Imagine a son who utterly ignores his father's instructions. He sneaks out, wrecks the family car, insults his mother, and wastes his allowance on foolishness. Then, when he's in a jam, he calls his father, not with a repentant heart, but with a list of demands: "Dad, I need you to bail me out. I need more money. I need you to fix this mess I've made." What loving father would see that as a healthy relationship? It is a user's relationship. The son does not love the father; he loves what the father can do for him.
This is precisely the picture Proverbs 28:9 paints. God has given us His law for our good. It is the architecture of human flourishing. When we turn our ear from it, we are choosing brokenness, chaos, and sin. To then turn to God and ask Him to bless our broken, chaotic, sinful path is to ask Him to be a partner in our rebellion. It is to ask the Holy One to approve of our unholiness. And that, to God, is an abomination.
The Gospel Connection: From Deaf Ears to a New Heart
So, what is the remedy? Is it to simply try harder to listen? Is it to grit our teeth and force ourselves into a state of obedience so that God will finally hear our prayers? Not at all. That would be to trade the error of antinomianism for the error of legalism. Both are ditches on either side of the gospel road.

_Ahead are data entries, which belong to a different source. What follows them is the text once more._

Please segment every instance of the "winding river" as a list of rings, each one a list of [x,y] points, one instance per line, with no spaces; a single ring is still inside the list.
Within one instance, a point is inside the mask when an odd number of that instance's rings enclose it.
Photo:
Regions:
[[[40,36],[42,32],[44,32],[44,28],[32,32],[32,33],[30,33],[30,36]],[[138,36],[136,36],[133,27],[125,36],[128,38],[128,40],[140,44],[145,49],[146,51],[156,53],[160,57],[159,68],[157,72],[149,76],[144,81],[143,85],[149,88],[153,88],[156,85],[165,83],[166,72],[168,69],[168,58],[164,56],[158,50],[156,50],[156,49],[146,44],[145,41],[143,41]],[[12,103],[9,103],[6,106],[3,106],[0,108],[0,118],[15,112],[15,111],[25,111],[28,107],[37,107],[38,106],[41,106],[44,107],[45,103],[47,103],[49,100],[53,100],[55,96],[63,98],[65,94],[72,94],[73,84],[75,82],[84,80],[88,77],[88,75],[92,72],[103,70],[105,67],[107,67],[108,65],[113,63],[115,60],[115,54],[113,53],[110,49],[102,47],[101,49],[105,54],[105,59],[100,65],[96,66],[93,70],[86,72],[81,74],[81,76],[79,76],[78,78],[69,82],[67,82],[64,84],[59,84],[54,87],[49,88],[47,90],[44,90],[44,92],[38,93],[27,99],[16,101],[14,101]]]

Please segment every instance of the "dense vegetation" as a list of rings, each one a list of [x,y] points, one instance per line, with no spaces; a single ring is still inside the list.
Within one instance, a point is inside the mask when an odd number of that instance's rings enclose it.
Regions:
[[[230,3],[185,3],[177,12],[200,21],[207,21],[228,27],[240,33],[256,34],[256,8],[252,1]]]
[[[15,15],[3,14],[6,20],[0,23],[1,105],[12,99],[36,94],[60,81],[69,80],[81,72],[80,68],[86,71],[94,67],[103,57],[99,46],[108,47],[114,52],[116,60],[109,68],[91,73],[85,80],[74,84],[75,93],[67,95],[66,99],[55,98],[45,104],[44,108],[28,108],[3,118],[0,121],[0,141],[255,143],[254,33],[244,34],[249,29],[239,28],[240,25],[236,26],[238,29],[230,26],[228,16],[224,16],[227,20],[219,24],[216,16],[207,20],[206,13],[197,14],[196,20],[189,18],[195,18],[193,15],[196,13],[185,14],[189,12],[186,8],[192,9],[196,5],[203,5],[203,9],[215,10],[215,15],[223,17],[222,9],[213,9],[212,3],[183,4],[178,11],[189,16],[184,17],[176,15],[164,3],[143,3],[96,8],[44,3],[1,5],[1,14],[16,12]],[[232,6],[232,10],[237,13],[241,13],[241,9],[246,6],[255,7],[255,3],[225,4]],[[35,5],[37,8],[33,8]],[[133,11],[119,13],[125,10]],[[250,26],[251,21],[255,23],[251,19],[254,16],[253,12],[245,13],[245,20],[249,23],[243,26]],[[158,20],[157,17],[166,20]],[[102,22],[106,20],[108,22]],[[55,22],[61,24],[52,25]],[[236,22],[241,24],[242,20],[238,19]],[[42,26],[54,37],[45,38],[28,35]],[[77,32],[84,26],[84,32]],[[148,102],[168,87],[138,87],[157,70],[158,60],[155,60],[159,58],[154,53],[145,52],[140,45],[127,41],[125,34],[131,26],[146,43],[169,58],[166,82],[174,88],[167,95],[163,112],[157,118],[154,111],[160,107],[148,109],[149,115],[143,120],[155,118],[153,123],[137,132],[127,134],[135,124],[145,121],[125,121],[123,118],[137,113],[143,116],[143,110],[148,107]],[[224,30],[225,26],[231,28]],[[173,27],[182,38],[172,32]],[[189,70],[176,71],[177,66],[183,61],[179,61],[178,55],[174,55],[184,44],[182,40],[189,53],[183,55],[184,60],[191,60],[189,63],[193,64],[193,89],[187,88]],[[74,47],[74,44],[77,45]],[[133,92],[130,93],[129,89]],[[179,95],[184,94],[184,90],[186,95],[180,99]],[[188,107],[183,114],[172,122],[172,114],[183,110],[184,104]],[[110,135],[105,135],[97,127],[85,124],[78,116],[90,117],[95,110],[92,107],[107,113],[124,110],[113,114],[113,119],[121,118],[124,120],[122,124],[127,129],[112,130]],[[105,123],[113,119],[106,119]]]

The problem described in this proverb is not a problem of insufficient effort. It is a problem of a rebellious heart. The ear is turned away because the heart is turned away. The natural man is at enmity with God; he is not subject to the law of God, nor indeed can he be (Romans 8:7). His ears are spiritually deaf by nature. So, the solution cannot be "un-turn your ear." The solution must be a new heart that produces a new ear.
This is precisely what the gospel accomplishes. The good news is not that God has lowered His standards, but that Christ has met them on our behalf. He lived a life of perfect hearing, perfect obedience to the law. His ear was always inclined to the Father. And on the cross, He took upon Himself the curse that our willful deafness deserved. He became an abomination for us, so that we might become the righteousness of God in Him.
And the result of this grace is not that we are now free to ignore the law. The result is regeneration. God, by His Spirit, performs a divine heart surgery. He takes out the heart of stone, the heart that is deaf and rebellious, and He gives us a heart of flesh (Ezekiel 36:26). He writes His law upon this new heart. The result is that we are given a new disposition. We are given a desire to hear. We are given a love for His instruction. Our obedience is no longer the grudging compliance of a slave trying to earn his keep, but the joyful response of a son who loves his father.
When this happens, our prayers are transformed. They are no longer the abominable petitions of a rebel trying to use God. They become the sweet communion of a child talking to his Father. Because our hearts are now aligned with His will, our prayers begin to align with His will. As John says, "And this is the confidence that we have toward him, that if we ask anything according to his will he hears us" (1 John 5:14). The one who delights in God's law will find that his prayers are increasingly shaped by that law, and therefore, increasingly answered.
So, the application for us is not to check our obedience-meter before we pray. The application is to flee to Christ. If you find in yourself a resentment toward God's law, a desire to turn your ear away, do not see it as a minor issue. See it for what it is: a symptom of a rebellious heart that makes your very religion an offense to God. Repent of your antinomian spirit. Ask God for the grace of a new heart, a heart that loves His law. When you have a heart that loves to listen, you will find that you have a Father in heaven who loves to hear.